In August, members of the Economic Development Corp. of Jefferson County were told to be prepared to talk about the purchase of additional land near the site of a proposed multi-billion dollar natural gas-to-liquid fuel plant in northern Jefferson County. On Tuesday, the first of those purchases was discussed and approved.
The corporation, also known as the tax board, administers the three-eights cent sales tax for economic development by Jefferson County voters in 2011. Its chairman, George Makris Jr., said Tuesday that Energy Security Partners (ESP), the company that is planning to build the plant, is interested in a 23-acre piece of land adjacent to the almost 1,100 acres that the corporation previously bought and is leasing to ESP.
The selling price for the 23-acres is $200,000, which Makris said has been appraised, and an environmental impact survey has been conducted. He also said the price is fair market value.
He said the site is important to the company because that is where they are planning to build an access road into the plant. The site currently has several house trailers on it.
“We’re getting some advice on how to handle that,” Makris said, referring to the trailers.
Caleb McMahon, the director of economic development for the Economic Development Alliance for Jefferson County, said there are also several metal buildings on the property that ESP is planning to use for storage. He said the property is the largest the company has indicated they will need, although there are several other smaller pieces of adjacent property that could be purchased.
In February, the tax board approved a $3.95 million incentive package for ESP and has spent about $3 million to acquire land, including the $200,000 for the latest piece of property.

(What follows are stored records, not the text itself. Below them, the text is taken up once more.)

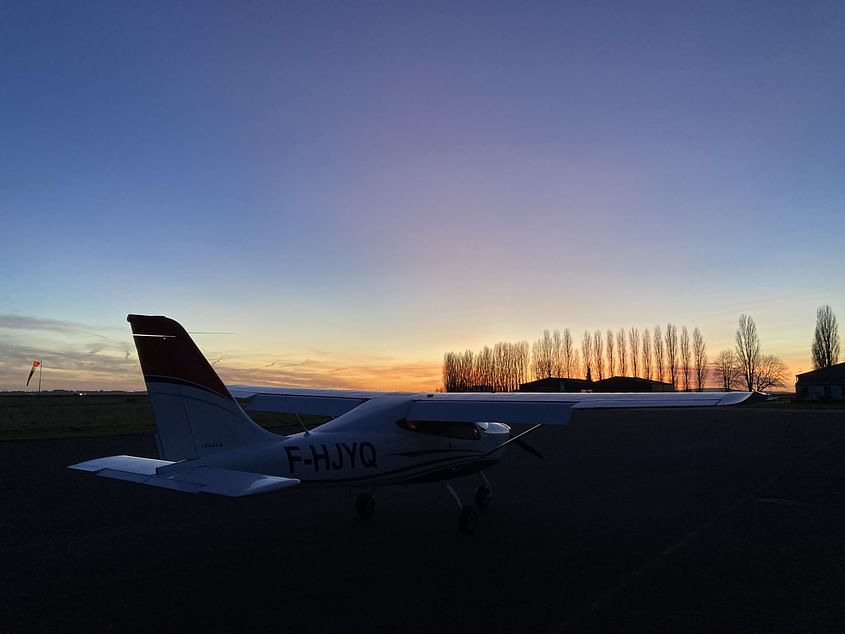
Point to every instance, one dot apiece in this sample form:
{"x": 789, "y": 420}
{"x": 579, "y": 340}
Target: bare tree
{"x": 567, "y": 353}
{"x": 700, "y": 357}
{"x": 557, "y": 354}
{"x": 587, "y": 354}
{"x": 826, "y": 339}
{"x": 520, "y": 374}
{"x": 770, "y": 373}
{"x": 686, "y": 357}
{"x": 747, "y": 350}
{"x": 634, "y": 345}
{"x": 672, "y": 353}
{"x": 484, "y": 364}
{"x": 659, "y": 357}
{"x": 646, "y": 355}
{"x": 622, "y": 352}
{"x": 598, "y": 354}
{"x": 541, "y": 357}
{"x": 726, "y": 369}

The proposed plant will be located near the National Center for Toxicological Research, and the company has obtained an easement across NCTR property to the Arkansas River. The company plans to build a dock and ship by barge the heavy equipment that will be needed for the new facility.
In addition to approving the purchase of the 23 acres, the board gave Makris the flexibility to handle other smaller land purchases without the need to call additional meetings for each.
The initial investment for the plant was put at $3.5 billion, and by the time it is completed, the cost will sit at $10 billion, which would be the largest economic development project in the state’s history.
On another subject, Makris said sales tax collections in Jefferson County for July exceeded the amount collected last July, and collections for each of the last five years have exceeded $3.4 million each year. For the 12-month period, which ended in June, the tax brought in $3.581 million.